Manufacture This

The blog of the Alliance for American Manufacturing

There's an important role for government to play in strengthening manufacturing.

The post below is written by Mike Russo, chair of the Executive Committee of MForesight: The Alliance for Manufacturing Foresight and corporate lead for Government and Regulatory Affairs at GlobalFoundries, a leading semiconductor manufacturer. 

In an age in which Republicans and Democrats can scarcely agree on anything, Washington has reached a surprisingly strong consensus on a crucial point: We need manufacturing jobs. 

President Trump called the restoration of manufacturing the most important promise of his campaign.
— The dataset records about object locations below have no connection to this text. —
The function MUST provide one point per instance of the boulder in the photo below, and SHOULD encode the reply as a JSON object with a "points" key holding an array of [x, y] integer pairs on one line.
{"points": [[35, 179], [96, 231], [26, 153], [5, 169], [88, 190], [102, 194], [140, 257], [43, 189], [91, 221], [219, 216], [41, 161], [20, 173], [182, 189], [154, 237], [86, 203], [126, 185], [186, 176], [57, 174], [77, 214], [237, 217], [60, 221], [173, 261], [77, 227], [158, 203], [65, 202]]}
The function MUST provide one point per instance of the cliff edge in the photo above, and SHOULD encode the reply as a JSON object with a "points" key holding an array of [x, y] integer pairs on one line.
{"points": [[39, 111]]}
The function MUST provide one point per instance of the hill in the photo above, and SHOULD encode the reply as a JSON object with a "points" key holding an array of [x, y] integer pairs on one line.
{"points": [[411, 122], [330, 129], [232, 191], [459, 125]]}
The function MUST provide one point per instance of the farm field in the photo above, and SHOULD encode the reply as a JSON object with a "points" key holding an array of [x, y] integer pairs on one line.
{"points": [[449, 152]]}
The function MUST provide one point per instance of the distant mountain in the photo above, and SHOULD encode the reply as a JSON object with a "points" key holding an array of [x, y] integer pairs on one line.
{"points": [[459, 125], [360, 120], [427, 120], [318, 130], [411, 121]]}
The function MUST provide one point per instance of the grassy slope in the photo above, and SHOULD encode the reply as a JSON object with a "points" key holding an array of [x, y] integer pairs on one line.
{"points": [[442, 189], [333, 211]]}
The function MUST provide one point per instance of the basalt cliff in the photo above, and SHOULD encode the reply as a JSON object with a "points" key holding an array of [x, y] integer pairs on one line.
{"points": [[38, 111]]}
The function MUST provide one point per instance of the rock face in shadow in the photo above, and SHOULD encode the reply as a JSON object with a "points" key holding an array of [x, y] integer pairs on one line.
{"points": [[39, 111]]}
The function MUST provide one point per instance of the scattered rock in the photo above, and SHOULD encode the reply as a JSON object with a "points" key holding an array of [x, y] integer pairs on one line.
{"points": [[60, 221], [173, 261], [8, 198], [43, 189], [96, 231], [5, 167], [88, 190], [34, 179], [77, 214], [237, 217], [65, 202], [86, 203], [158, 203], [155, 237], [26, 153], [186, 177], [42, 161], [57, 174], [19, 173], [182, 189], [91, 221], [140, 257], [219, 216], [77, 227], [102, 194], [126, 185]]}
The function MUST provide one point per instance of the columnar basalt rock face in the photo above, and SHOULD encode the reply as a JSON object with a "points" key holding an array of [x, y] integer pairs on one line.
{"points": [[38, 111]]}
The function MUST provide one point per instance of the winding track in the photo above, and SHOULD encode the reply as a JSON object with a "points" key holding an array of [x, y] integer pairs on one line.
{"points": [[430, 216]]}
Former President Barack Obama called manufacturing a top policy priority and a ticket to creating good middle class jobs. 

Good intentions matter. But policies matter more. As three decades of history demonstrate, keeping and restoring manufacturing jobs is incredibly difficult. Still — with a comprehensive strategy that focuses on skills and technology — it’s possible to strengthen American manufacturing.
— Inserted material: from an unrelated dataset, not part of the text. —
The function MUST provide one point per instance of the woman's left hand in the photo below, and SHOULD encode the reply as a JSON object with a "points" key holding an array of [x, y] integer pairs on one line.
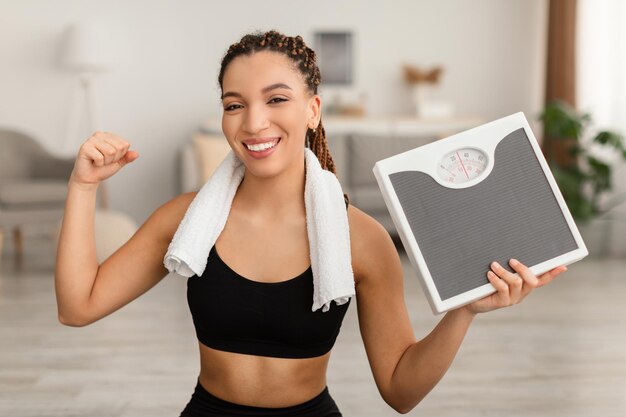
{"points": [[511, 288]]}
There’s a sensible and responsible role for government to play in helping American regions and economic sectors acquire the knowledge, skills, and infrastructure needed to attract and retain production and to seed and grow new industries. 

The manufacturing sector has lost more than 5 million jobs since 2000. While the media narrative tends to focus on automation and robotics as causes of the problem, there's a much clearer culprit: offshoring. The Commerce Department reports major US-based multinational corporations (which employ one-fifth of all American workers) cut their domestic workforces by 2.9 million while increasing their overseas employment by 2.4 million in the last decade. The vast majority of these jobs were low-skill and were outsourced to low-wage countries.  

To its credit, the new administration has placed an admirable focus on restoring US manufacturing, creating a first-of-its-kind Manufacturing Council at the White House, using the bully pulpit as a tool to deter offshoring, and, most notably, seeking to cut taxes and regulations with an eye toward business growth.

Still, we can't cut our way to growth and competitiveness. We need to sustain investments that will help us save existing manufacturing jobs and create new ones. 

There’s a sensible and responsible role for government to play in helping American regions and economic sectors acquire the knowledge, skills, and infrastructure needed to attract and retain production and to seed and grow new industries. A crucial way to do this is to invest in initiatives that leverage the collective strengths of the public and private sectors to support manufacturing ecosystem development and innovation. 

A prime example: Manufacturing USA, which consists of multiple Manufacturing Innovation Institutes that focus primarily on developing and commercializing manufacturing technologies. While private firms invest heavily in applied research, there’s often a dearth of crucial “translational” research aimed at turning new discoveries and inventions into productive and useful new technologies and products.

Being good at basic science is necessary but not sufficient — we also need to transform new discoveries and inventions into products, processes, and high-wage jobs. Government can, in collaboration with industry and academic partners, help look out for the long-term.

Similarly, there’s a role for smart public-private partnerships that help create the conditions for US firms — particularly small-and-medium-sized ones — to succeed. The Manufacturing Extension Partnership (MEP) plays an important role in this regard. 

Built on 1:1 cost-matching with outside partners including states, universities and nonprofit organizations, the MEPs serve as business and technical advisers to assist manufacturers in all 50 states and Puerto Rico. 

MEPs connect new startups with manufacturers and means to bring products to market, and they help organizations of all sizes to adopt new technologies and processes and to ensure competitiveness. It’s a demonstrated winning proposition for taxpayers, as the MEPs generate more than $17 in new sales growth for manufacturers and $27 in new client investment for every one dollar of federal investment.

The political will is there. Decision-makers across the ideological spectrum want to restore and expand America’s manufacturing sector.

But there’s some disagreement as to the strategy. Both parties can and should come together to support a comprehensive approach, anchored in innovation investment and proven approaches, to rebuild manufacturing.

At a time when other nations are out spending the United States when it comes to investing in research and development, along with growing manufacturing and the related supply chain, it’s not enough to focus on stopping the loss of old manufacturing jobs. We also need to invent new ones.